Information
- Former names: The American School (1901-1941)
- Religious affiliation: Christian
- Established: 1901; 125 years ago
- Grades: K-12
- Gender: Boys (formerly); Mixed (currently);
- Enrollment: c.5000
- Average class size: max. 30
- Website: www.sss.ac.th

= Srithammarat Suksa School =

Private school in southern Thailand

Srithammarat Suksa School (โรงเรียนกัลยาณีศรีธรรมราช) is a private Christian school in Nakhon Si Thammarat, Southern Thailand.

==History==
Srithammarat Suksa School was the first private school in Nakhon Si Thammarat. The school was built in 1901 by a group of U.S. Presbyterian missionaries who came to Nakhon Si Thammarat to teach Christianity. Their leader was Mr. Ekkles. In the early days, the school was called "The American School" and only boys were able to attend the classes. In 1941, during the alliance with Japan, the name of the school was changed from "The American School for Boys" to Sithammaratwittaya School.
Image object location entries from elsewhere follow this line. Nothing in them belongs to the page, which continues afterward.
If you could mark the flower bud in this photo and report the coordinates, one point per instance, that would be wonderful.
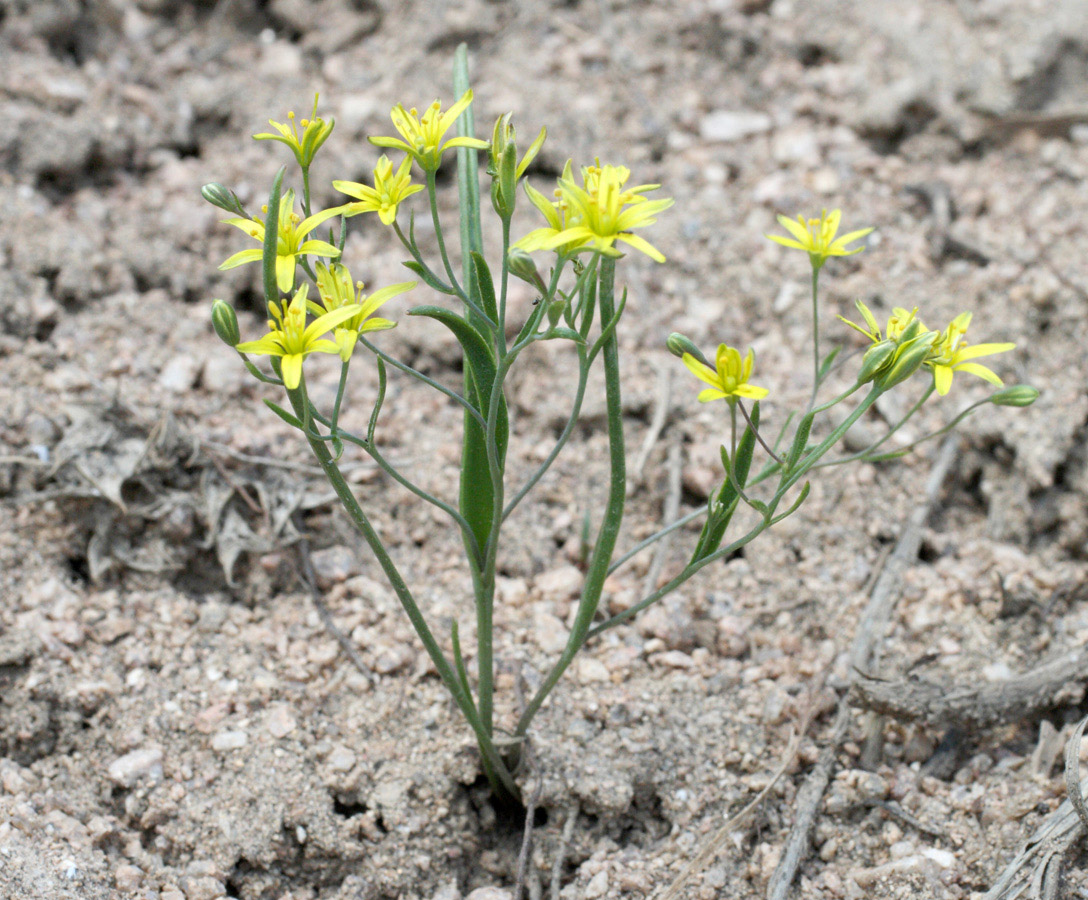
(909, 359)
(221, 196)
(679, 345)
(1017, 395)
(876, 358)
(225, 322)
(521, 264)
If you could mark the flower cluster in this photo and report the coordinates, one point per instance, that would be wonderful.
(906, 345)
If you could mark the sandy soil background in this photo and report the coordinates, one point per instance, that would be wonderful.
(175, 720)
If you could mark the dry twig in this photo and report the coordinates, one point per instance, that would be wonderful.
(872, 627)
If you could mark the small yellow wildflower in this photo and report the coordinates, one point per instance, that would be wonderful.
(314, 133)
(292, 340)
(951, 354)
(816, 236)
(422, 135)
(386, 194)
(597, 213)
(728, 380)
(291, 241)
(338, 292)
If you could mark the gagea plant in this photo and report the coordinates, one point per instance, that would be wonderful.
(594, 216)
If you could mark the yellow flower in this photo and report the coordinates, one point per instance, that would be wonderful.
(596, 214)
(292, 340)
(952, 354)
(291, 241)
(816, 236)
(314, 133)
(388, 190)
(422, 135)
(337, 292)
(729, 379)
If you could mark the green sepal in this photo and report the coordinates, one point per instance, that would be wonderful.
(720, 507)
(424, 273)
(800, 441)
(271, 238)
(294, 421)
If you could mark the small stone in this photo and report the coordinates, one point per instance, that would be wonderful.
(549, 633)
(597, 886)
(341, 759)
(145, 763)
(280, 722)
(448, 891)
(230, 739)
(206, 888)
(127, 877)
(178, 374)
(560, 583)
(334, 565)
(591, 670)
(727, 125)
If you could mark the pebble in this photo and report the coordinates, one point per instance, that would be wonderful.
(727, 125)
(178, 374)
(341, 759)
(280, 722)
(559, 583)
(230, 739)
(146, 762)
(127, 877)
(597, 886)
(206, 888)
(334, 565)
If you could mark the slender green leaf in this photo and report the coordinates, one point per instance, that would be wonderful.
(271, 238)
(800, 441)
(485, 285)
(721, 506)
(294, 421)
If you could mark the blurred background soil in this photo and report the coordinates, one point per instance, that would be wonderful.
(176, 723)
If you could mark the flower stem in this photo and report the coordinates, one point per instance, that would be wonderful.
(614, 509)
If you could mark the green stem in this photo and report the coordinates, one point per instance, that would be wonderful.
(494, 765)
(614, 509)
(863, 454)
(812, 401)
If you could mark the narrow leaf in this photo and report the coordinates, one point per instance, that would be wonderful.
(294, 421)
(271, 238)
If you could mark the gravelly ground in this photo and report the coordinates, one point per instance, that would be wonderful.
(175, 722)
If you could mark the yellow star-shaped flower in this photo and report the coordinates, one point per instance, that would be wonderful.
(728, 380)
(422, 134)
(390, 189)
(291, 239)
(292, 340)
(338, 292)
(817, 236)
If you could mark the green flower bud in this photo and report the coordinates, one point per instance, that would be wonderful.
(909, 359)
(679, 345)
(221, 196)
(225, 322)
(1017, 395)
(876, 358)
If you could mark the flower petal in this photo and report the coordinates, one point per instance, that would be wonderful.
(702, 371)
(980, 371)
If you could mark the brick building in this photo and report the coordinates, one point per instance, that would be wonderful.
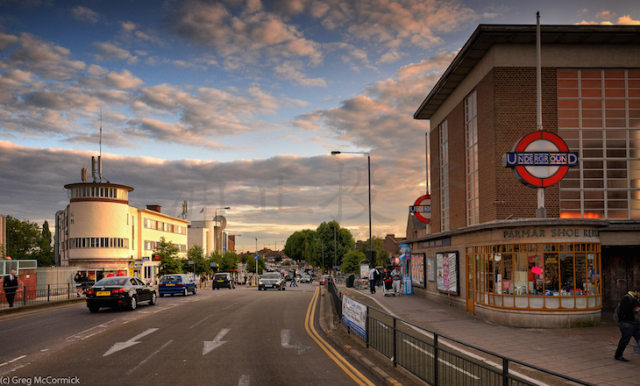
(489, 247)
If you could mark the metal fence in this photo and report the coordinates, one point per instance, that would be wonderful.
(441, 360)
(30, 295)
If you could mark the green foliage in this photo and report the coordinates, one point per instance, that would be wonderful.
(351, 262)
(169, 262)
(27, 241)
(382, 255)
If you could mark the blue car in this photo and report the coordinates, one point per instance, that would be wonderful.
(176, 284)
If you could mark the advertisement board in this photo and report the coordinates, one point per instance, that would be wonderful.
(418, 270)
(354, 315)
(447, 272)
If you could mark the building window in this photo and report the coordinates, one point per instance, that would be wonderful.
(471, 147)
(599, 117)
(443, 139)
(552, 276)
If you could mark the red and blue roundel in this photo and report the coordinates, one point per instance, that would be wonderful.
(540, 159)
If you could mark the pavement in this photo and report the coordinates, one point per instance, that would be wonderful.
(585, 353)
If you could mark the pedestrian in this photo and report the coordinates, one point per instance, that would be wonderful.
(396, 275)
(10, 286)
(628, 322)
(373, 277)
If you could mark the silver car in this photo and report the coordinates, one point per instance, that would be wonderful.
(271, 280)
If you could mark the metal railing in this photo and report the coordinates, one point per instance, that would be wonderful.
(31, 295)
(441, 360)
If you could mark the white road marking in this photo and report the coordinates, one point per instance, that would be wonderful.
(145, 360)
(285, 339)
(244, 380)
(441, 360)
(210, 345)
(131, 342)
(13, 360)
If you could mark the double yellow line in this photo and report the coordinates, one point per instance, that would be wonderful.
(351, 371)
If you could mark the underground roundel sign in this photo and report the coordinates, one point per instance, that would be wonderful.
(540, 159)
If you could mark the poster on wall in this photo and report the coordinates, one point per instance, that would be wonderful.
(417, 270)
(447, 272)
(431, 269)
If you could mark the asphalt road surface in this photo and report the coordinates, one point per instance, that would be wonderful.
(224, 337)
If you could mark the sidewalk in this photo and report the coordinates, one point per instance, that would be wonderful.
(583, 353)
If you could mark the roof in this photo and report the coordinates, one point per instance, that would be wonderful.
(487, 35)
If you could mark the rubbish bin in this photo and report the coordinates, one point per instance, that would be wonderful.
(350, 280)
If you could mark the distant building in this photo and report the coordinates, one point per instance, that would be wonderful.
(99, 231)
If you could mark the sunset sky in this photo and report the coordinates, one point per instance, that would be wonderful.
(237, 103)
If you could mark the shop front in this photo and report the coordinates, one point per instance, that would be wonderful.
(527, 273)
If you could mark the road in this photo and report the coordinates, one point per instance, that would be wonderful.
(224, 337)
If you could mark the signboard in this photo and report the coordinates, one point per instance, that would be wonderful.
(422, 208)
(447, 272)
(418, 270)
(540, 159)
(354, 315)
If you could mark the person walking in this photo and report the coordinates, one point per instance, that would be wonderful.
(10, 286)
(373, 276)
(396, 275)
(628, 322)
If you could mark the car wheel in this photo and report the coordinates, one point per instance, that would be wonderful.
(133, 304)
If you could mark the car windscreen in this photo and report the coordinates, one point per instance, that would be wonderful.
(112, 281)
(171, 279)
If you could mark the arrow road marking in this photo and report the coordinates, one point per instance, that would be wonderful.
(210, 345)
(285, 338)
(131, 342)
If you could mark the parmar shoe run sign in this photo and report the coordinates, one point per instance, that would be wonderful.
(540, 159)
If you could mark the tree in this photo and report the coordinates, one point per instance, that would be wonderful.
(336, 241)
(26, 240)
(382, 255)
(169, 261)
(351, 261)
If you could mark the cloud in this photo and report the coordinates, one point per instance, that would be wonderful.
(83, 13)
(124, 80)
(108, 50)
(291, 70)
(251, 35)
(267, 196)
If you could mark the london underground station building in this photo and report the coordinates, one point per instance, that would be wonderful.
(488, 249)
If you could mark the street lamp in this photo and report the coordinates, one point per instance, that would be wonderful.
(372, 258)
(322, 241)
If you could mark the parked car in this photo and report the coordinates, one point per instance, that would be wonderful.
(305, 279)
(223, 280)
(119, 292)
(271, 280)
(326, 278)
(177, 283)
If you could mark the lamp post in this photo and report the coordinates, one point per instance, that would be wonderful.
(372, 257)
(322, 243)
(218, 234)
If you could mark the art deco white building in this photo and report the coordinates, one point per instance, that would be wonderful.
(100, 231)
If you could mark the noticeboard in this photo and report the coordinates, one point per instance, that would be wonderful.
(447, 272)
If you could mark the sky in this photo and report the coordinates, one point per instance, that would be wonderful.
(238, 103)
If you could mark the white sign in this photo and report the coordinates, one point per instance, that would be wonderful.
(354, 315)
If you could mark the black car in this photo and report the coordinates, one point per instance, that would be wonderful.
(120, 292)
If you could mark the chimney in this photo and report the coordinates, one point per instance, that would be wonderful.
(155, 208)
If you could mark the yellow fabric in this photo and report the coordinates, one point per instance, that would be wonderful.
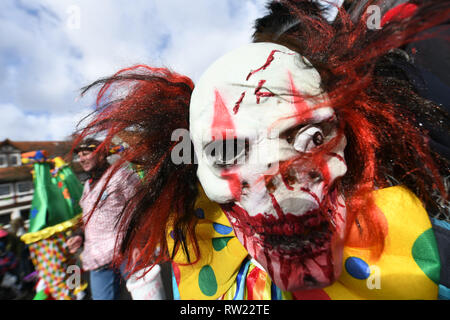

The school has grown into a co-educational institution of more than 5,000 students from kindergarten to grade 12.

==English programme==
The Srithammarat Suksa School English Programme (EP) was started in 2000 and is one of the largest English programs in southern Thailand with students from pre-kindergarten to grade 12. More than 800 students study most of their subjects in English under a faculty of 40 plus native English speaking teachers from a variety of Western countries.

The English Programme is separated into three parts:
- Kindergarten English Programme: KEP
- Primary English Programme: PEP
- Secondary English Programme: SEP

KEP, PEP, and SEP operate classes of no more than 30 students, with several sections for each grade. All classes are taught in teams, with a Thai homeroom teacher or teachers’ assistant working with the native English speaking teacher. There is also an EIP (English Immersion Program) where students from the regular program are taught English by native English speaking teachers.

There are 1,000 English books in the EP library plus a teacher's resource room of books from around the globe. The EP uses curriculum and standards from North America, Singapore, Australia, England, and Thailand.

The EP foreign staff number about 45 from the US, Canada, South Africa, Australia, New Zealand, and the UK. The English Programme purchased and built a new EP campus in 2011. The new facility is the school's third campus (of four).